On Thu, Feb 09, 2012 at 09:09:08PM +0100, Nick Wellnhofer wrote:
> On 09/02/2012 18:49, Marvin Humphrey wrote:
>> Rehashing our short exchange on IRC for the benefit of the list... I suggest
>> using PolyReader#open for this, since it returns NULL rather than throwing an
>> exception on failure. If open() is successful, the resulting reader can be
>> used as an argument to IndexSearcher#new:
>
> Actually, PolyReader#open doesn't return NULL if the index is empty.
>
> But the list of seg_readers will be empty, so we can test for that.
Ah, sorry for misremembering.
That behavior seems sub-optimal in retrospect.
Nevertheless, your revised approach will work.
> See the attached patch for my second attempt.
There is still potential for a schema conflict here. We have to get
$self->{type} out of the existing schema when the index exists.

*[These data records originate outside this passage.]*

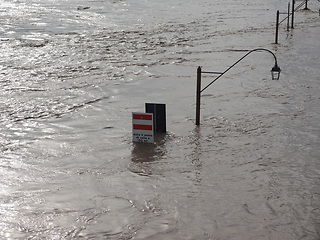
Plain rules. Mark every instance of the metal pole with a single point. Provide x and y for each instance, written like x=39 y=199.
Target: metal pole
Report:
x=288 y=21
x=198 y=96
x=306 y=6
x=292 y=17
x=277 y=27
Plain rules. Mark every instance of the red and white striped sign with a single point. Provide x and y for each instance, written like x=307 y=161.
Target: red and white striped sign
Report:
x=142 y=127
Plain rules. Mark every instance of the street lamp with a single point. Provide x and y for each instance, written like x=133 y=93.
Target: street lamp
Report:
x=275 y=74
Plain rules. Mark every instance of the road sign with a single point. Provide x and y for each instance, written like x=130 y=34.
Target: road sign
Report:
x=142 y=127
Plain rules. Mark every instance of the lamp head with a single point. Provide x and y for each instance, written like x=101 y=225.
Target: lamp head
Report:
x=275 y=72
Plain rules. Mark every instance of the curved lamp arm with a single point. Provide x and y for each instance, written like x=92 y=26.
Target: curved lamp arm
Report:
x=275 y=69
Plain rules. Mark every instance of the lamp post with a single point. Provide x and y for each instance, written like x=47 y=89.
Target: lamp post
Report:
x=275 y=74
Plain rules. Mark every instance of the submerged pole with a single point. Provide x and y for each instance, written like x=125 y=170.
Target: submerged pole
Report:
x=277 y=27
x=306 y=6
x=292 y=17
x=198 y=96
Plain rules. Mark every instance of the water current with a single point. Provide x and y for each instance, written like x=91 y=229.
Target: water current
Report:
x=71 y=74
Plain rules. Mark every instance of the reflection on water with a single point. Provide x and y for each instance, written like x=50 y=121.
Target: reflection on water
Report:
x=144 y=154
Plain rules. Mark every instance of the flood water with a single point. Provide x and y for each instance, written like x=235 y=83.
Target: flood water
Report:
x=71 y=74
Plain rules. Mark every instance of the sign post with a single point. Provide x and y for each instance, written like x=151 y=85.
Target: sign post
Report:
x=142 y=127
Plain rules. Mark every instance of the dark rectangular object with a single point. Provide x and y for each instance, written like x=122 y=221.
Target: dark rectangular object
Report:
x=159 y=116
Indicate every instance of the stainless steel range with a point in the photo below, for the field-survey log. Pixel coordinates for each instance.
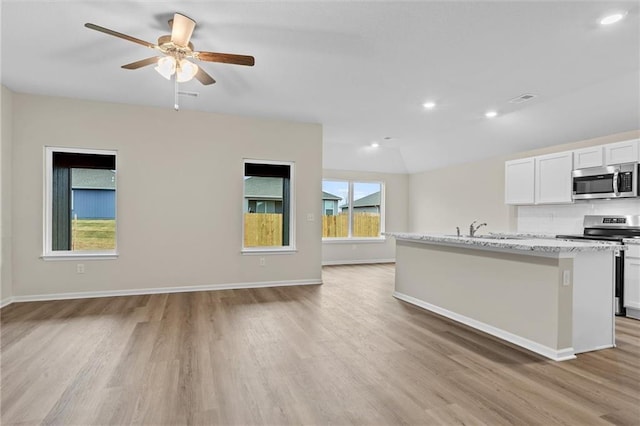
(614, 228)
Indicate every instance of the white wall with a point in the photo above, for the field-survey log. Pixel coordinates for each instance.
(440, 200)
(180, 183)
(396, 219)
(568, 218)
(6, 122)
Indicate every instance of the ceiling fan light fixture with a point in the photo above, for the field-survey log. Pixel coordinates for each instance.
(186, 70)
(166, 67)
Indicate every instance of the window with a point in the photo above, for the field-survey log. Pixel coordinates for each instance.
(80, 202)
(352, 209)
(268, 206)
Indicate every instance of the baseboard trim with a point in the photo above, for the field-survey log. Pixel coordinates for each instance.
(554, 354)
(356, 262)
(160, 290)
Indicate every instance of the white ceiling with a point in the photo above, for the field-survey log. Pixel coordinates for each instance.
(362, 69)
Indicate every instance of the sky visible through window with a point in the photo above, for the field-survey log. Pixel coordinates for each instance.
(341, 189)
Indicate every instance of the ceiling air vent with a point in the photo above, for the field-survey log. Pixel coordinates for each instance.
(522, 98)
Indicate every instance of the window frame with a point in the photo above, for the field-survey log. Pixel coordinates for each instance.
(291, 248)
(47, 241)
(350, 238)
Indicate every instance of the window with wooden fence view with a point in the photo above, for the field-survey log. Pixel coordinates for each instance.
(360, 200)
(267, 203)
(81, 200)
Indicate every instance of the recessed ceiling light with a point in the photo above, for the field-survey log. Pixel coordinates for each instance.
(613, 18)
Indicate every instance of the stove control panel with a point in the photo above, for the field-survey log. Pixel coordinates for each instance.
(614, 220)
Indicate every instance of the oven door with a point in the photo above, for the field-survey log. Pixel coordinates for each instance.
(618, 181)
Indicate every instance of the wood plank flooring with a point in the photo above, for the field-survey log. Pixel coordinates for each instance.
(345, 352)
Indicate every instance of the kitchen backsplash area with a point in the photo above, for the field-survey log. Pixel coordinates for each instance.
(567, 218)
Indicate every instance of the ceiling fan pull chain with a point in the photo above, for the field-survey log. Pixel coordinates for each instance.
(175, 92)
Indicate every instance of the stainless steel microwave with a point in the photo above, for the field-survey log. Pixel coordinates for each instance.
(616, 181)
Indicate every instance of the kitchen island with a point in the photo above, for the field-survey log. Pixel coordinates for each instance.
(552, 297)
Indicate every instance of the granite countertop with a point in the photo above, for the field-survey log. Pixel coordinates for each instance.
(521, 242)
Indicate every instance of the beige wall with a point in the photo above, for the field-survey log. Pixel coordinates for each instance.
(180, 183)
(396, 219)
(6, 122)
(440, 200)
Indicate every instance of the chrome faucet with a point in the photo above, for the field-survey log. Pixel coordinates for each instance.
(473, 230)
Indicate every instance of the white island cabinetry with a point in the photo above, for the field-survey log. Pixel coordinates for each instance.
(552, 297)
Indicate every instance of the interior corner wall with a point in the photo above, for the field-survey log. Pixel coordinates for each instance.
(6, 122)
(440, 200)
(179, 196)
(396, 220)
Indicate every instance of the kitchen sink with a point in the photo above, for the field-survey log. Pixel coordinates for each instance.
(491, 237)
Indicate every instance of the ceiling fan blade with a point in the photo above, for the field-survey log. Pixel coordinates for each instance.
(227, 58)
(120, 35)
(203, 77)
(181, 29)
(141, 63)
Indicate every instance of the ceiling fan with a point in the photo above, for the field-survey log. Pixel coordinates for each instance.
(177, 50)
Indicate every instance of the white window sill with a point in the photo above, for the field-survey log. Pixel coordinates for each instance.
(71, 255)
(267, 251)
(376, 240)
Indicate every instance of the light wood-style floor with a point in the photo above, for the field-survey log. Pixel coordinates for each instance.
(345, 352)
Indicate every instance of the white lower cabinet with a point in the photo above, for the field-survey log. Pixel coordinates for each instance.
(632, 281)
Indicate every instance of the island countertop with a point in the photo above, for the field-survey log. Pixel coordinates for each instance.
(507, 242)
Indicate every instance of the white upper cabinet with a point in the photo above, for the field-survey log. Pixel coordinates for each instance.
(519, 181)
(588, 157)
(553, 182)
(622, 152)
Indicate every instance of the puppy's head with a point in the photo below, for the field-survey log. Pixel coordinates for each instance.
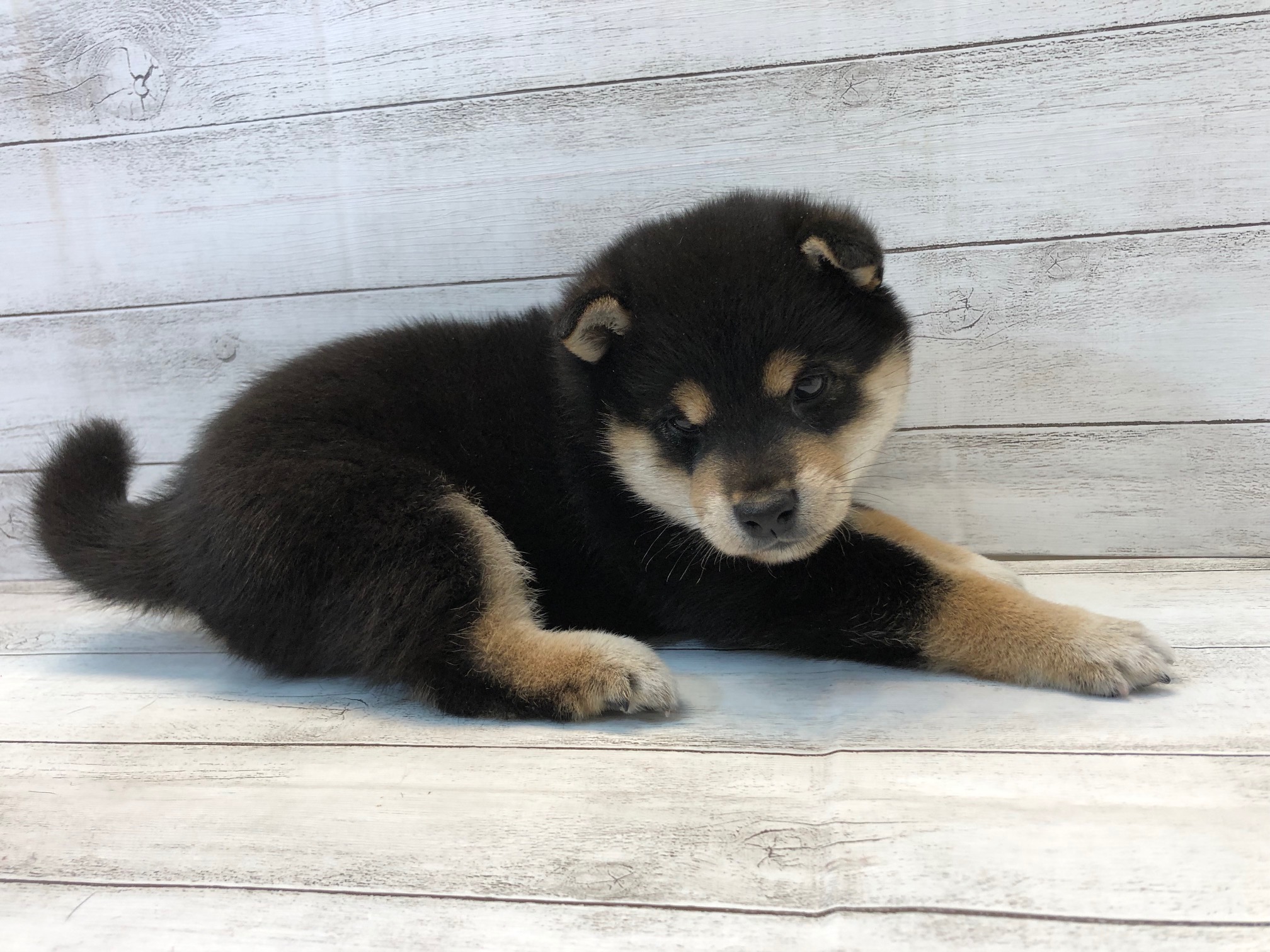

if ( !@{ $reader->seg_readers } ) {
# index is empty, create new schema
$self->{schema} = Lucy::Plan::Schema->new;
}
else {
# get schema from reader
my $schema = $self->{schema} = $reader->get_schema;
my ($field) = @{ $schema->get_fields };
$self->{type} = $schema->fetch_type($field);
}
# Create a new FieldType if we haven't discovered one yet.
if ( !$self->{type} ) {
my $analyzer = Lucy::Analysis::EasyAnalyzer->new(
language => $language );
$self->{type} = Lucy::Plan::FullTextType->new(
analyzer => $analyzer, );
}
Aside from that, the patch looked good to me.
> Nick
> diff --git a/perl/lib/Lucy/Simple.pm b/perl/lib/Lucy/Simple.pm
> index aeb92c4..f09301b 100644
> --- a/perl/lib/Lucy/Simple.pm
> +++ b/perl/lib/Lucy/Simple.pm
> @@ -50,7 +50,6 @@ sub new {
> # Get type and schema.
> my $analyzer = Lucy::Analysis::EasyAnalyzer->new( language => $language
> );
> $self->{type} = Lucy::Plan::FullTextType->new( analyzer => $analyzer, );
> - my $schema = $self->{schema} = Lucy::Plan::Schema->new;
>
> # Cache the object for later clean-up.
> weaken( $obj_cache{ refaddr $self } = $self );
> @@ -61,6 +60,15 @@ sub new {
> sub _lazily_create_indexer {
> my $self = shift;
> if ( !defined $self->{indexer} ) {
> + my $reader = Lucy::Index::PolyReader->open( index => $self->{path} );
> + if ( ! @{ $reader->seg_readers } ) {
> + # index is empty, create new schema
> + $self->{schema} = Lucy::Plan::Schema->new;
> + }
> + else {
> + # get schema from reader
> + $self->{schema} = $reader->get_schema;
> + }
> $self->{indexer} = Lucy::Index::Indexer->new(
> schema => $self->{schema},
> index => $self->{path},
> @@ -70,11 +78,11 @@ sub _lazily_create_indexer {
>
> sub add_doc {
> my ( $self, $hashref ) = @_;
> - my $schema = $self->{schema};
> my $type = $self->{type};
> croak("add_doc requires exactly one argument: a hashref")
> unless ( @_ == 2 and reftype($hashref) eq 'HASH' );
> $self->_lazily_create_indexer;
> + my $schema = $self->{schema};
> $schema->spec_field( name => $_, type => $type ) for keys %$hashref;
> $self->{indexer}->add_doc($hashref);
> }